Sin embargo, la eficacia de estas directrices ha resultado limitada tanto en la función de prevención de posibles externalidades negativas como, sobre todo, en la eliminación de las barreras en el acceso a la justicia. En un estudio reciente encargado por la Comisión Europea y la Dirección General de Justicia y Consumidores, se reconoce que las evaluaciones de riesgos empresariales siguen centrándose en la importancia relativa de los riesgos para la empresa, a pesar de que las directrices internacionales recomiendan incluir la evaluación de los riesgos para las personas afectadas. Las cuales, pese a ser titulares de derechos, a menudo se ven desamparadas cuando se produce un daño medioambiental o una vulneración grave de derechos humanos y laborales. Hay demasiados casos documentados que muestran la facilidad con la que algunas empresas multinacionales han conseguido evadir su responsabilidad, mientras que las víctimas siguen a la espera de obtener una reparación.

Algunos países europeos han aprobado ya leyes nacionales que establecen obligaciones vinculantes de diligencia debida empresarial, así como regímenes sancionadores y disposiciones para facilitar el acceso a la justicia. Primero fue en Francia, en 2017, con la Ley del Deber de Vigilancia; luego vino Holanda, que en 2019 aprobó la Ley de Debida

Diligencia en materia de Trabajo infantil; y finalmente en 2021, Alemania y Noruega publicaron sus propias leyes. Por otra parte, a nivel europeo, hay normas de diligencia debida sectoriales, como el reglamento sobre minerales en conflicto, en vigor desde 2021, o el reglamento para luchar contra la “deforestación importada”, actualmente en negociación.

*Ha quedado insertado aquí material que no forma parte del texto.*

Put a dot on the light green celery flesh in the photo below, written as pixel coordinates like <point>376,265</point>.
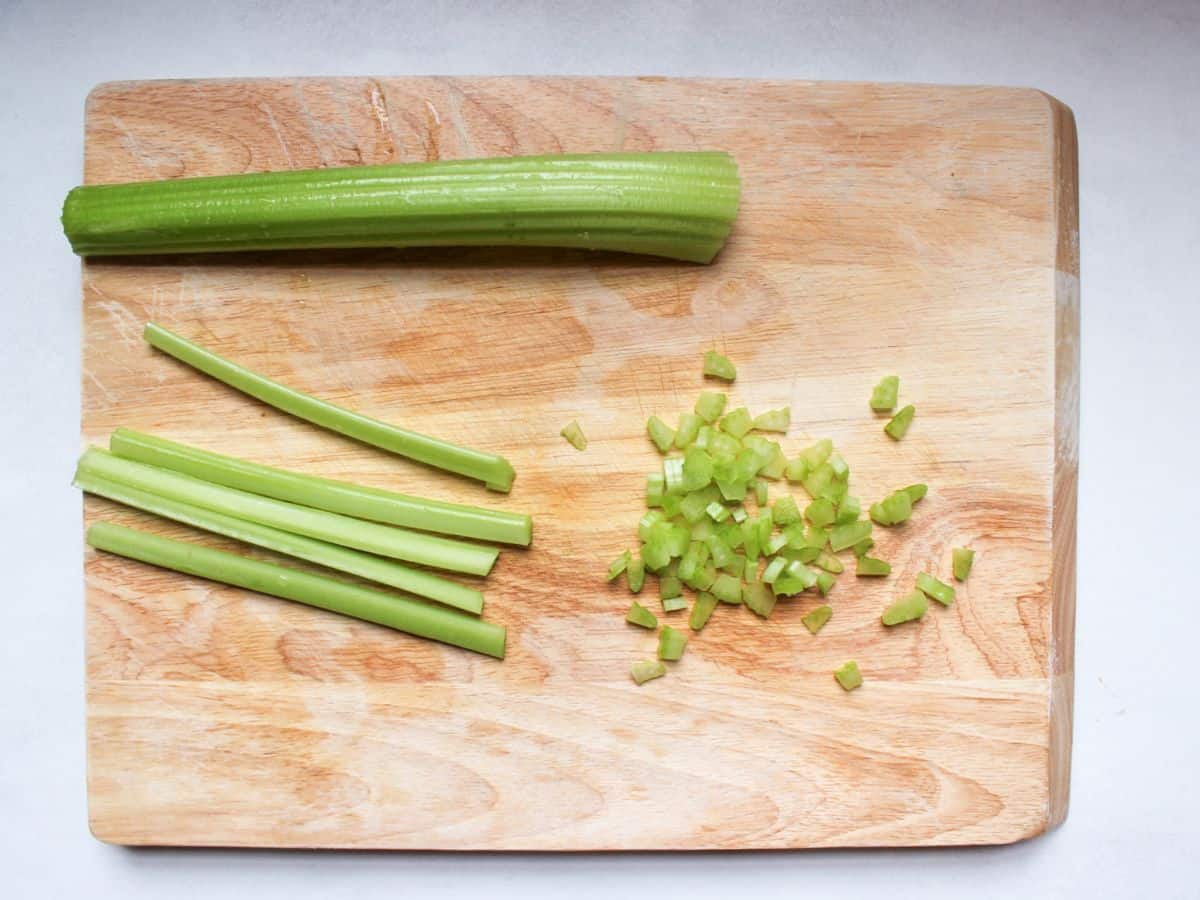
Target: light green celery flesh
<point>493,471</point>
<point>397,612</point>
<point>343,497</point>
<point>365,565</point>
<point>675,204</point>
<point>370,537</point>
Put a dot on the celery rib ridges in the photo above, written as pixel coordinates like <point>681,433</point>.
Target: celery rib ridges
<point>492,471</point>
<point>672,204</point>
<point>370,537</point>
<point>365,565</point>
<point>343,497</point>
<point>397,612</point>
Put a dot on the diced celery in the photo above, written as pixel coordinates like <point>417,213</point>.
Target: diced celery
<point>671,643</point>
<point>820,513</point>
<point>759,598</point>
<point>816,619</point>
<point>688,430</point>
<point>849,676</point>
<point>964,558</point>
<point>907,609</point>
<point>660,433</point>
<point>701,611</point>
<point>647,670</point>
<point>899,425</point>
<point>883,397</point>
<point>870,567</point>
<point>635,575</point>
<point>936,589</point>
<point>641,617</point>
<point>709,406</point>
<point>847,535</point>
<point>618,565</point>
<point>727,589</point>
<point>774,420</point>
<point>738,423</point>
<point>718,366</point>
<point>574,435</point>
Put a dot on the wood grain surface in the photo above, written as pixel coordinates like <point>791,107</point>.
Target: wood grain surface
<point>929,232</point>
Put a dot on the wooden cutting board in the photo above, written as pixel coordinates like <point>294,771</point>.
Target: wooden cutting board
<point>929,232</point>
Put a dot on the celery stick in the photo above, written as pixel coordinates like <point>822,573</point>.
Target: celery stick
<point>493,471</point>
<point>352,562</point>
<point>385,540</point>
<point>391,610</point>
<point>342,497</point>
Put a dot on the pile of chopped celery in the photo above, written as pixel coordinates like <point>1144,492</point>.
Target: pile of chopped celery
<point>739,521</point>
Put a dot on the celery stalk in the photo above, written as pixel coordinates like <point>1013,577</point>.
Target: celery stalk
<point>493,471</point>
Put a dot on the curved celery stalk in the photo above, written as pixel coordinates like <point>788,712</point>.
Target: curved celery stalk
<point>331,556</point>
<point>673,204</point>
<point>492,471</point>
<point>343,497</point>
<point>401,613</point>
<point>385,540</point>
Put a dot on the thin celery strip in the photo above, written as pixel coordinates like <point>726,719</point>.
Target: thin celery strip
<point>391,610</point>
<point>365,565</point>
<point>493,471</point>
<point>342,497</point>
<point>719,366</point>
<point>385,540</point>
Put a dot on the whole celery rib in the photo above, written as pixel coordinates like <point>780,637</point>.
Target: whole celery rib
<point>365,565</point>
<point>342,497</point>
<point>385,540</point>
<point>492,471</point>
<point>401,613</point>
<point>672,204</point>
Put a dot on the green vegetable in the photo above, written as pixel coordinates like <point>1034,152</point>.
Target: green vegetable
<point>964,558</point>
<point>718,366</point>
<point>492,471</point>
<point>385,540</point>
<point>727,589</point>
<point>937,591</point>
<point>899,425</point>
<point>709,406</point>
<point>343,497</point>
<point>849,676</point>
<point>641,617</point>
<point>660,433</point>
<point>365,565</point>
<point>701,611</point>
<point>618,565</point>
<point>893,509</point>
<point>786,510</point>
<point>774,420</point>
<point>883,397</point>
<point>574,435</point>
<point>671,643</point>
<point>820,513</point>
<point>870,567</point>
<point>759,599</point>
<point>737,424</point>
<point>688,430</point>
<point>849,535</point>
<point>635,575</point>
<point>391,610</point>
<point>671,204</point>
<point>816,619</point>
<point>647,670</point>
<point>907,609</point>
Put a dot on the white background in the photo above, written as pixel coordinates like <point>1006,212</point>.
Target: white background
<point>1132,75</point>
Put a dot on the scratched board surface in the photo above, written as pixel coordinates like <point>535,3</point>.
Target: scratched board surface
<point>928,232</point>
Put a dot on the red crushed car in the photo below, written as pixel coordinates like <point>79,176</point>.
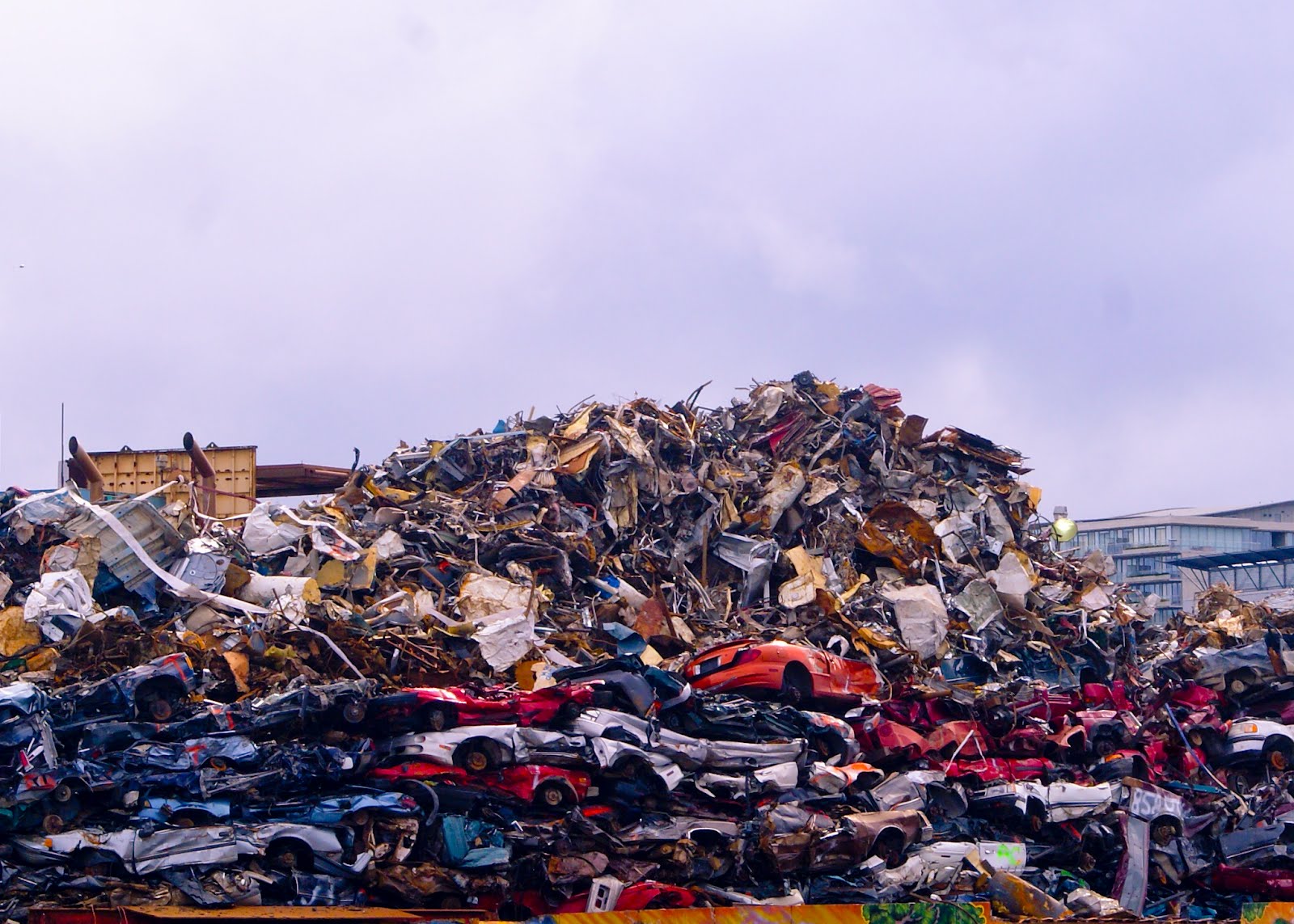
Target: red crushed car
<point>998,770</point>
<point>795,673</point>
<point>886,743</point>
<point>439,708</point>
<point>543,786</point>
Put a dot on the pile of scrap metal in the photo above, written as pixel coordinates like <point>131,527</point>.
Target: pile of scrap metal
<point>791,650</point>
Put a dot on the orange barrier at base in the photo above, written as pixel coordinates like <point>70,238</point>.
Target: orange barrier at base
<point>896,913</point>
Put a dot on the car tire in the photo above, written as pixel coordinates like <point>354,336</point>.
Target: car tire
<point>1240,681</point>
<point>53,823</point>
<point>796,686</point>
<point>1162,833</point>
<point>438,717</point>
<point>355,712</point>
<point>553,796</point>
<point>476,756</point>
<point>890,848</point>
<point>1279,755</point>
<point>289,854</point>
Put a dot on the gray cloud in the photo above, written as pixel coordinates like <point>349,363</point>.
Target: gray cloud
<point>317,226</point>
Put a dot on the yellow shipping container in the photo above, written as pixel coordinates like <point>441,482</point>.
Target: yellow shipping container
<point>135,471</point>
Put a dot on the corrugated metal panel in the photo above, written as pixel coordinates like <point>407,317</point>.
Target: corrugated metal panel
<point>135,471</point>
<point>150,530</point>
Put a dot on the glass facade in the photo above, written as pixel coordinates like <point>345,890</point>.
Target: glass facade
<point>1145,557</point>
<point>1174,536</point>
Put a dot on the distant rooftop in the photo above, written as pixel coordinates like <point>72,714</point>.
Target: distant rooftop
<point>1190,513</point>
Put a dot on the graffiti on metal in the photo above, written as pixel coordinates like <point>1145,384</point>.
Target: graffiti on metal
<point>897,913</point>
<point>1267,913</point>
<point>925,913</point>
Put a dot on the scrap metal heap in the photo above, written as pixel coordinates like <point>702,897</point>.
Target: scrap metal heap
<point>791,650</point>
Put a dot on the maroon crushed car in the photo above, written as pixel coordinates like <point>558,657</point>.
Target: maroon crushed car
<point>543,786</point>
<point>439,708</point>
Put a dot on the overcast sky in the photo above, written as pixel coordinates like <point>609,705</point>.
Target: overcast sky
<point>312,226</point>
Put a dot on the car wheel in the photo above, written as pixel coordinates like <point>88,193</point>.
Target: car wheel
<point>91,863</point>
<point>1164,833</point>
<point>796,686</point>
<point>553,795</point>
<point>289,854</point>
<point>355,712</point>
<point>438,717</point>
<point>1104,745</point>
<point>1240,681</point>
<point>1280,755</point>
<point>189,820</point>
<point>890,848</point>
<point>476,757</point>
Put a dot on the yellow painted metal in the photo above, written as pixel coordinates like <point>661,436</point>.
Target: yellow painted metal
<point>135,471</point>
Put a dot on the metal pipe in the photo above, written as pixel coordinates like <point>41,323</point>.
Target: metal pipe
<point>206,475</point>
<point>91,473</point>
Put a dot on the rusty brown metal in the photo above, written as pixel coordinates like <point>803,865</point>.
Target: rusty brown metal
<point>88,470</point>
<point>206,475</point>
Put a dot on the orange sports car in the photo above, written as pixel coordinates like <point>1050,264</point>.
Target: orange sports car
<point>795,673</point>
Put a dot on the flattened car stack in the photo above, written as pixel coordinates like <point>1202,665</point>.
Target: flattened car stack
<point>791,650</point>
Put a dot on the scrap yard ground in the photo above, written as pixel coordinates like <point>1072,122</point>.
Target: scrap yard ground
<point>793,652</point>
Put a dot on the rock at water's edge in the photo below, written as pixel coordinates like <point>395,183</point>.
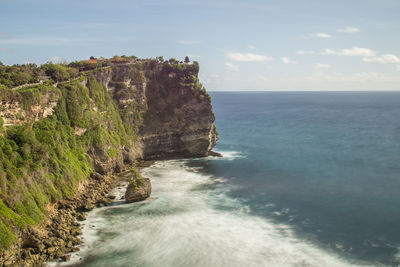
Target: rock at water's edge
<point>140,192</point>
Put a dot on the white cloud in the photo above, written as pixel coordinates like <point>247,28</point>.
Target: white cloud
<point>193,56</point>
<point>57,59</point>
<point>348,29</point>
<point>188,42</point>
<point>5,49</point>
<point>322,66</point>
<point>248,57</point>
<point>322,35</point>
<point>44,40</point>
<point>232,67</point>
<point>354,51</point>
<point>302,52</point>
<point>389,58</point>
<point>288,61</point>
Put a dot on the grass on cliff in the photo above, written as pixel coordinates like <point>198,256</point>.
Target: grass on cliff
<point>44,161</point>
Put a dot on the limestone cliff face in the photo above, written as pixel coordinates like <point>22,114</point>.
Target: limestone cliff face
<point>27,107</point>
<point>171,109</point>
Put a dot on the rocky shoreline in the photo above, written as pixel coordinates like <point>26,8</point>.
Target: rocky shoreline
<point>59,234</point>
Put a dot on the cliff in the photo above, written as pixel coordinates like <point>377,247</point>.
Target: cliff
<point>57,135</point>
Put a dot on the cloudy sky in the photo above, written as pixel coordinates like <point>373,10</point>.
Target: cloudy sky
<point>241,45</point>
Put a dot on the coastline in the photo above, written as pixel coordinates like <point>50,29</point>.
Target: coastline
<point>61,234</point>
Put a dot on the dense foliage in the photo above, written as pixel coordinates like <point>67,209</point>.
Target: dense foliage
<point>43,160</point>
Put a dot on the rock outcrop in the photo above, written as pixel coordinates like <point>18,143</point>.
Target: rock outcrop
<point>138,190</point>
<point>174,110</point>
<point>97,126</point>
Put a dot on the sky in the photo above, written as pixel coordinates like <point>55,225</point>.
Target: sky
<point>253,45</point>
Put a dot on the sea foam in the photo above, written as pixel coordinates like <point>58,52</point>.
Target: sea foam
<point>191,221</point>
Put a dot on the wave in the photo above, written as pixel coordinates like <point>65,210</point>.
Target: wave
<point>189,224</point>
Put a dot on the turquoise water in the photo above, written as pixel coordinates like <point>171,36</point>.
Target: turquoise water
<point>307,179</point>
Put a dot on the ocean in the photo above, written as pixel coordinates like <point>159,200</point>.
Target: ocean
<point>307,179</point>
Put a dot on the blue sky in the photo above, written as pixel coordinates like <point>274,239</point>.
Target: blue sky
<point>241,45</point>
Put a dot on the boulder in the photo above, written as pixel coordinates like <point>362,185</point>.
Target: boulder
<point>138,190</point>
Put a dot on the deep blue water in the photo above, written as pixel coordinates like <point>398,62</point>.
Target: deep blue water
<point>307,179</point>
<point>329,162</point>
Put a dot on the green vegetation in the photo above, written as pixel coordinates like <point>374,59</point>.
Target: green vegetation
<point>44,160</point>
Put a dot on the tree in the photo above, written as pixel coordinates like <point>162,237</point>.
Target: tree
<point>187,60</point>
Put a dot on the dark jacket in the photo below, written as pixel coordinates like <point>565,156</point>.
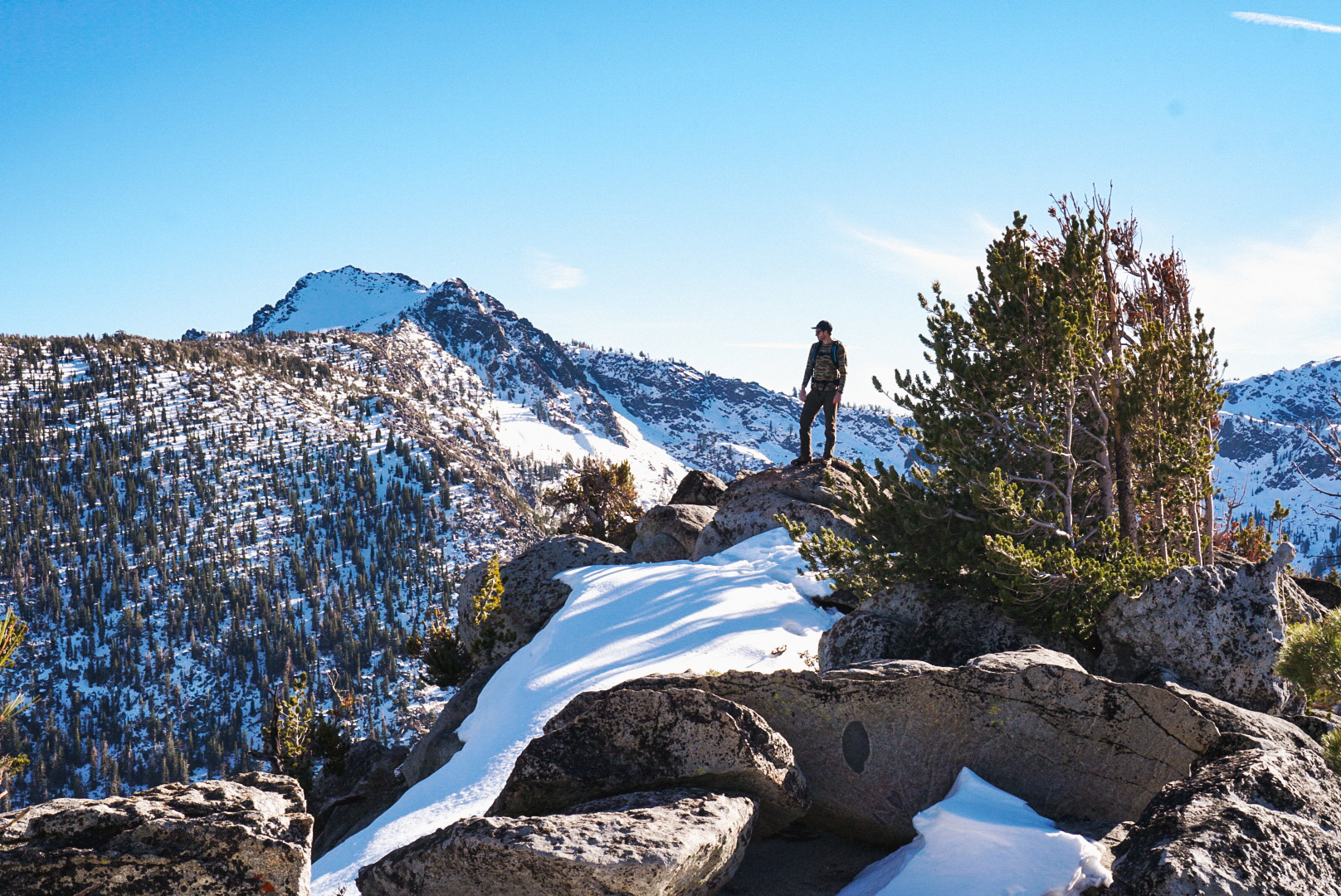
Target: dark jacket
<point>827,363</point>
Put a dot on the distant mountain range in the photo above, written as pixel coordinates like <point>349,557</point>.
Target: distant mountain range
<point>707,421</point>
<point>613,402</point>
<point>189,522</point>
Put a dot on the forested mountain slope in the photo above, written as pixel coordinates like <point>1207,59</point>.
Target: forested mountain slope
<point>1266,455</point>
<point>187,524</point>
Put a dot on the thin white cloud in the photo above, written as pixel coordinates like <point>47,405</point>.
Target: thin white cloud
<point>911,254</point>
<point>766,345</point>
<point>1285,22</point>
<point>549,273</point>
<point>1273,304</point>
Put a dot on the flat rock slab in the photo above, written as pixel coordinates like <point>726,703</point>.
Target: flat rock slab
<point>246,836</point>
<point>1258,822</point>
<point>918,621</point>
<point>676,843</point>
<point>879,743</point>
<point>612,742</point>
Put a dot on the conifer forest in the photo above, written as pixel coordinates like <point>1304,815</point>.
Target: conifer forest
<point>189,528</point>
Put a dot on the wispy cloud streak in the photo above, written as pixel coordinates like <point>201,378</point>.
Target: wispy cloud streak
<point>549,273</point>
<point>1285,22</point>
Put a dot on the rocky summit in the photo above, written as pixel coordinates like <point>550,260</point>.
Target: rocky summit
<point>883,741</point>
<point>633,739</point>
<point>672,843</point>
<point>207,839</point>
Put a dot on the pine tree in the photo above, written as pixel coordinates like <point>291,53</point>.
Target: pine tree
<point>601,500</point>
<point>1065,435</point>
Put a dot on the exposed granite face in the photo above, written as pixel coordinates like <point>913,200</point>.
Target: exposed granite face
<point>672,843</point>
<point>814,495</point>
<point>670,533</point>
<point>1257,822</point>
<point>244,836</point>
<point>622,741</point>
<point>880,742</point>
<point>432,752</point>
<point>366,786</point>
<point>699,487</point>
<point>1218,630</point>
<point>942,626</point>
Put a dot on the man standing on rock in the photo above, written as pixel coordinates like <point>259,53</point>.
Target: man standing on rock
<point>827,372</point>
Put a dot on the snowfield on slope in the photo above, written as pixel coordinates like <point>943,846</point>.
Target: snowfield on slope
<point>733,611</point>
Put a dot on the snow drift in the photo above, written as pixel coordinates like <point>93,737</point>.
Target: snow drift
<point>744,608</point>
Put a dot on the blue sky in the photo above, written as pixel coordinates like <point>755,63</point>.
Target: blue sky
<point>695,180</point>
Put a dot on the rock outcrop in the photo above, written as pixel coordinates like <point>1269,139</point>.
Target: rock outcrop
<point>365,786</point>
<point>1258,822</point>
<point>1321,591</point>
<point>624,741</point>
<point>1217,630</point>
<point>1243,728</point>
<point>244,836</point>
<point>931,624</point>
<point>670,533</point>
<point>674,843</point>
<point>881,742</point>
<point>432,752</point>
<point>699,487</point>
<point>530,593</point>
<point>814,495</point>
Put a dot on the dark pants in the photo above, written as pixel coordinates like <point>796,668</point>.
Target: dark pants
<point>816,398</point>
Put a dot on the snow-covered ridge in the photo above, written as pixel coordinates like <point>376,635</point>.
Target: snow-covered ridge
<point>660,415</point>
<point>746,608</point>
<point>348,298</point>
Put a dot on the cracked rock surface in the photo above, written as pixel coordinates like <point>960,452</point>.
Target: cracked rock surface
<point>244,836</point>
<point>918,621</point>
<point>880,742</point>
<point>622,741</point>
<point>672,843</point>
<point>1218,628</point>
<point>813,495</point>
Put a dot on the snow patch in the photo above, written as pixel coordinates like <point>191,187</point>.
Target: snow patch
<point>983,840</point>
<point>726,612</point>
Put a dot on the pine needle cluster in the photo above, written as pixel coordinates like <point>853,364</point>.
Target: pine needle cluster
<point>600,500</point>
<point>1065,434</point>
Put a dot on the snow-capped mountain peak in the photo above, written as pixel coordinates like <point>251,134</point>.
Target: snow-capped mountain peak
<point>348,298</point>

Para homogeneizar el terreno de juego, evitar la fragmentación y dar seguridad jurídica a las empresas europeas, el pasado 23 de febrero la Comisión Europea publicó una propuesta de directiva sobre diligencia debida de las empresas en materia de sostenibilidad que será debatida próximamente en el Parlamento Europeo. El pasado mes de mayo más de 220 organizaciones de la sociedad civil denunciamos la existencia de importantes lagunas en el texto. La definición de los impactos adversos a los derechos humanos y el medio ambiente es muy limitada (p.ej., no incluye daños por derrames de petróleo como el que recientemente sucedió en Perú), la participación de las partes interesadas en el proceso de diligencia debida no es significativa y dejará fuera de obligación al 99% de las empresas europeas, algo que contradice las directrices internacionales.

En vista de la demora en las negociaciones de la directiva (cuya aprobación y transposición podría tardar hasta 5 años) y sus limitaciones actuales, en Bélgica, Luxemburgo, Finlandia y España hay iniciativas similares para promover leyes nacionales de diligencia debida empresarial. Desde la Plataforma por las Empresas Responsables hemos elaborado una propuesta técnica al respecto, adaptada al contexto de nuestro país, y esperamos que pueda tramitarse una ley similar a la de otros países de nuestro entorno a lo largo de esta legislatura. El respeto a los derechos humanos y medioambientales no puede esperar. #EsHoraDeCooperar

Guillermo Otano Jiménez

Técnico de incidencia de la Fundación Alboan, entidad de la Coordinadora de las ONGD de Navarra, y miembro de la Plataforma por las Empresas Responsables.